Surprised, Ivoire laughed out loud — and was delighted to see Zachariah’s twitch bloom briefly into a real smile. It did wonders for his face. Indefinable, but whatever it was seemed to tug Ivoire toward him. To make him…
Oh. Ivoire sat up straighter, focus turned abruptly inward. He hadn’t felt desire in months, not since his last heat cycle — and all things considered, figured it was a case of good riddance. He’d thought perhaps he wouldn’t have an interest in anything below the belt until after he gave birth, that it was part of the process. But this? Oh, this was different. Warmth kindled inside him, a low simmering heat that tickled at his nerve endings and woke them from their long sleep. He shivered, his skin suddenly over-sensitive.
He pressed his thighs together to relieve the need for friction and returned Zachariah’s narrow look with a frank one. He couldn’t smell a blessed thing over the mint, but to his fascination he saw Zachariah’s pupils dilate. He felt it, too, then.

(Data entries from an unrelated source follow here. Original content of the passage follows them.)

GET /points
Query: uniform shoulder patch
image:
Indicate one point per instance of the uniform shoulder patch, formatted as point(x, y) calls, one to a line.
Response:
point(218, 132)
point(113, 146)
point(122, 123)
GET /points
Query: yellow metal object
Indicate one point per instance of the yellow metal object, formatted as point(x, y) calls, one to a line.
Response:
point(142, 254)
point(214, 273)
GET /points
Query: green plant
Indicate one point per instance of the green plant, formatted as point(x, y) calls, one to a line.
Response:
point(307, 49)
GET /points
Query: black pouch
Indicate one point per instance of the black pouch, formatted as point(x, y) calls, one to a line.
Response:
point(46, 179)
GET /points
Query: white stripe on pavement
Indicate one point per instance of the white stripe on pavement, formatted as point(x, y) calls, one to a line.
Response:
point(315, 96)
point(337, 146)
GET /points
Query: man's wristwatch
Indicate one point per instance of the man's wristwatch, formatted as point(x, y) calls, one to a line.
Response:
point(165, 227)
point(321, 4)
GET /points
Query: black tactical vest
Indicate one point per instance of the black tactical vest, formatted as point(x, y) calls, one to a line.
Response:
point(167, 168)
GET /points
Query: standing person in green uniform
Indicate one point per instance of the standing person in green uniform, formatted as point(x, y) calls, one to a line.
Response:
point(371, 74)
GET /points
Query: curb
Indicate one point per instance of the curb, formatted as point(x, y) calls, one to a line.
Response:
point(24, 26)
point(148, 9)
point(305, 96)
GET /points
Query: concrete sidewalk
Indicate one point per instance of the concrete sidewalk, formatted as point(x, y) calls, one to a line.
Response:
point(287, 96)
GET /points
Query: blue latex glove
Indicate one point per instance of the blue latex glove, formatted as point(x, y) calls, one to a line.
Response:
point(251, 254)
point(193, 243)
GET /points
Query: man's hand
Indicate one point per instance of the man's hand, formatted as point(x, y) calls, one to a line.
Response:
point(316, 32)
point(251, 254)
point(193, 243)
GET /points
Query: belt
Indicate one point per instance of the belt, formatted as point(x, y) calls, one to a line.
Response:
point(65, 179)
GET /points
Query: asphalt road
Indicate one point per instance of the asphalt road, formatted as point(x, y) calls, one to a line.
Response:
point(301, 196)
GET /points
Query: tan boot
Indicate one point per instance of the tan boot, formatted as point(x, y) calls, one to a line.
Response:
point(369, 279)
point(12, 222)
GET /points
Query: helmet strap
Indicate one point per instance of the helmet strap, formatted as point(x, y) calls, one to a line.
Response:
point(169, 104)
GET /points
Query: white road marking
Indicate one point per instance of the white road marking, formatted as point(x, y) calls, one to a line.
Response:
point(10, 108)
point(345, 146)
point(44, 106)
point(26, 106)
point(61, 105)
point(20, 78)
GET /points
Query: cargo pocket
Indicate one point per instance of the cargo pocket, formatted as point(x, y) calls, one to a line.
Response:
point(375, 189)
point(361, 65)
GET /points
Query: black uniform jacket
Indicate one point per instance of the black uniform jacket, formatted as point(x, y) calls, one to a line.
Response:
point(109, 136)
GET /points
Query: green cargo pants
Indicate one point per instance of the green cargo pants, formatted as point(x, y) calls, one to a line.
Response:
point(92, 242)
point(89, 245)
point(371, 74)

What is it about you? Ivoire wondered. Why are you different?
Zachariah’s focus sharpened. “You okay?”
Embarrassment warmed Ivoire’s face. For heaven’s sake. An Alpha’s the last thing you need right now, kiddo. “Me? Fine. Just fine.” He boosted himself back to his feet — but too quickly. The weight of his front overbalanced him, and he stumbled.
“Careful!” Zachariah had quick reflexes and caught Ivoire before he fell, taking him by the elbow. As Ivoire struggled for balance, the only thing he had to catch himself against was Zachariah’s tall, solid torso.

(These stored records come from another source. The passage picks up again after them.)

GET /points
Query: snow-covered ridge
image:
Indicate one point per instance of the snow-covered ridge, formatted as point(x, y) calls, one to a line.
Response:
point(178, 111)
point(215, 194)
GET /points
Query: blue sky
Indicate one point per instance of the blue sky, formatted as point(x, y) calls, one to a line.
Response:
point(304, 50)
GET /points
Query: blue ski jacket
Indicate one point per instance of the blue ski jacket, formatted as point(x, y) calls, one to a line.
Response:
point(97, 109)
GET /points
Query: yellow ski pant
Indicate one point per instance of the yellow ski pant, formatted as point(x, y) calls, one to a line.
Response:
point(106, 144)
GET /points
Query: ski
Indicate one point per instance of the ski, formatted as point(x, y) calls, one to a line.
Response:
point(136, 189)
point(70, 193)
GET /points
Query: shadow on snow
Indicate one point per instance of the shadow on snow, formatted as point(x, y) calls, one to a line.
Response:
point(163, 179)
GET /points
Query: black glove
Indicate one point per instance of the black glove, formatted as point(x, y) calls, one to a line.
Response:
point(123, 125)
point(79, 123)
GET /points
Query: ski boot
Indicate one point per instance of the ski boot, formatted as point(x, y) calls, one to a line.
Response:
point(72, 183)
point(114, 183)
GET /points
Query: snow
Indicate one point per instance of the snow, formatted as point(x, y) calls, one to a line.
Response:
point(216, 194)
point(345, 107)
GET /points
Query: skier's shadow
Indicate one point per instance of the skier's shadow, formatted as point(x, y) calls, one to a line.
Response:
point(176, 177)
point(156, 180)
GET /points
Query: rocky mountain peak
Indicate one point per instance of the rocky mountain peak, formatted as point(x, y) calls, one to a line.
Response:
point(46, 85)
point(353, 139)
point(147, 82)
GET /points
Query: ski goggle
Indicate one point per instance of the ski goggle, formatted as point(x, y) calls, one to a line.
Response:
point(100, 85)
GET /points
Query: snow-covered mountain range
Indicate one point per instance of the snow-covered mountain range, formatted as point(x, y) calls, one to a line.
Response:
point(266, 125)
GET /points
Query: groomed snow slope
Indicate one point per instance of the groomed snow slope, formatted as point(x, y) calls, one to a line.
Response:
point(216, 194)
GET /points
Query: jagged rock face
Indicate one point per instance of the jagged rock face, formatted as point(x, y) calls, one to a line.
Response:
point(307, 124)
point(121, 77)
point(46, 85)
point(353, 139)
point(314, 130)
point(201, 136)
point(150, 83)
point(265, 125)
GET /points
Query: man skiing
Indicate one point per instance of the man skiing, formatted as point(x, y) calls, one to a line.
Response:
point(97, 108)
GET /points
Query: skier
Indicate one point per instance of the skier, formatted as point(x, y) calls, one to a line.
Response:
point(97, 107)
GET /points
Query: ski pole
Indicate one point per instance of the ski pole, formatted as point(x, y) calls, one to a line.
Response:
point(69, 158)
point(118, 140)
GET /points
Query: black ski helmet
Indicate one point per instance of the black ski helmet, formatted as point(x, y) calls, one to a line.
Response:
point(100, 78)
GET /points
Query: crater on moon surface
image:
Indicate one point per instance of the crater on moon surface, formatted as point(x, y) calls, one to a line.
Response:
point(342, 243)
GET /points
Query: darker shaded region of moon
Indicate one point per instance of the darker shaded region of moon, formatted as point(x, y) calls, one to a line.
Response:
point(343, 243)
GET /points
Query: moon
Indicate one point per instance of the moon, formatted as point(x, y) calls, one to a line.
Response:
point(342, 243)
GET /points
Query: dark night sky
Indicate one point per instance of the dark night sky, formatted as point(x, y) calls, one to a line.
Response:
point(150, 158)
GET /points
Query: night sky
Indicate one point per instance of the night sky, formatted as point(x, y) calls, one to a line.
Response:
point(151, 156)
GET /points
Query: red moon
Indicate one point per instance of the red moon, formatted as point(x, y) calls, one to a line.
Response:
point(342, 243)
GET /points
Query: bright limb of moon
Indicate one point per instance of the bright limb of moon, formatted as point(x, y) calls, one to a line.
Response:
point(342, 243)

Ivoire bit back a whimper at the feel of Zachariah’s muscles, hard as stone. His body heat radiated through Ivoire, and squeezing his legs together against the rush of arousal barely helped.

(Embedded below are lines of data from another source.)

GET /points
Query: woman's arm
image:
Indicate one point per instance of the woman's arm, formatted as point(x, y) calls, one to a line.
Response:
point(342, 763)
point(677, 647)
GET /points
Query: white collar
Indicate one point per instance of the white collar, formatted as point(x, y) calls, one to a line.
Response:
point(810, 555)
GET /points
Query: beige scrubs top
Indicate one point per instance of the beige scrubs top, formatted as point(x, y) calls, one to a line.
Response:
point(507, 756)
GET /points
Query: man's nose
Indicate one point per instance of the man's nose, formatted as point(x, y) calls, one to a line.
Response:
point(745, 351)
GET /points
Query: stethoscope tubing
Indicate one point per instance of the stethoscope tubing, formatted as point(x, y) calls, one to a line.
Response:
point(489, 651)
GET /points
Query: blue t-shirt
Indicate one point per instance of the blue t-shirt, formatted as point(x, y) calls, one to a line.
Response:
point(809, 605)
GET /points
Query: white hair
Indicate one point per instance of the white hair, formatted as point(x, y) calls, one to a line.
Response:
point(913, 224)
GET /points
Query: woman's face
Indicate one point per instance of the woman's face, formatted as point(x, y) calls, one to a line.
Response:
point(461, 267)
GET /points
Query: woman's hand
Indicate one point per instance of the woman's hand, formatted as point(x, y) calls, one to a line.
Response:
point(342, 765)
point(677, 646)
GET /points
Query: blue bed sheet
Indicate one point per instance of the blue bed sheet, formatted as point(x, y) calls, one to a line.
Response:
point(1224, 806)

Zachariah stared down at him, eyes dark and deep enough to drown in.
“Thank you,” Ivoire said when he could trust himself to speak. The urge to lay his hands on Zachariah was almost more than he could bear, and he had to make himself go on. “Can you point me toward my cousin’s homestead? He said it wouldn’t be far past the old overgrown barn, which I assume this is.”
To his surprise, Zachariah’s frown took on a new angle. He stepped back, tucked his hands in his pockets, and shook his head.
Ivoire missed his warmth right away. “Something the matter with that plan?”
“‘Not far’ doesn’t mean the same thing here as it does outside bigger cities,” Zachariah said. “He’s a good ten miles off.”
“Oh, no.” Ivoire’s heart sank. “And it’s getting dark.”
And the deputies were still out there. They might not be too put off by the mint if they laid eyes on him. Ivoire wrapped his arms protectively around himself, then bit his lip. If he ran for all he was worth, then maybe…
No. He’d never make it. Ivoire raked his hand thoughtfully through his hair. There was only one thing he could do, and he’d just have to hope it didn’t come back to bite him too sharply.
“Sanctuary,” Ivoire said, planting his hands on his hips. No Alpha could deny an Omega safe haven if he asked for it. Not even if he hadn’t been the packmaster’s cousin. “I claim sanctuary.”
Zachariah growled low in his throat. “I was afraid you’d say that.”
“Is that a yes?”
Ivoire thought he spied a glint of reluctant — very reluctant — admiration in the Alpha for his nerve. “You’re a piece of work, Omega,” Zachariah said. “All right. Since you ask so nicely. Just until Packmaster’s back. Understand?”
“Deal,” Ivoire said, putting out his hand. “Shake on it, and we’ll call it good.”